“Mother’s Net Effect,” Ensign, Sept. 1988, 57
When I was a young teenager, our family home evenings were not the typical tableaux of mainstream Mormon families consisting of two parents, assorted children gathered around a manual, and banana splits waiting in the kitchen. At that time, my family at home consisted of my widowed mother and myself, both fairly recent converts to the Church who were trying to fill the script with a depleted cast of characters.
We eventually gathered into our home evening net three elderly ladies—the extent of the nonstudent singles in our area. My mother was the Special Interest leader in our ward, and she saw this as an opportunity to draw closer to them. In time, we came to think of them as family.
One of the sisters had been a Church member in name for several decades, but in spirit had never left the church of her upbringing.

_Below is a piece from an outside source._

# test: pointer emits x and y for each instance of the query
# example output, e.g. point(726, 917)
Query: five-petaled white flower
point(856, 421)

Another sister, in her eighties, was a recent convert who had never read the Book of Mormon, but who knew that the Church was true. She had once received a spiritual witness that someday another book like the Bible would come forth, and the church that had the book would be the church to join.
The third sister was plagued with the ill health that often accompanies advancing age and problems with the Word of Wisdom.
The lessons I learned at home evening in company with these sisters did not come from a lesson manual. Instead, I learned of love as I listened to softly recalled memories of distant youth. I learned of patience as Mom read aloud from the Book of Mormon to one whose eyes had dimmed. I learned of compassion as I watched my mother squeeze the hand of a bed-bound sister. Such were my first family home evenings.
Families are rarely made to order. But that doesn’t mean we can’t put order into our families and draw into our homes the lone and the lonely. My first home evening “family” was a very mixed quintet brought together in beautiful harmony by my valiant mother, a willing instrument in the hand of the Master.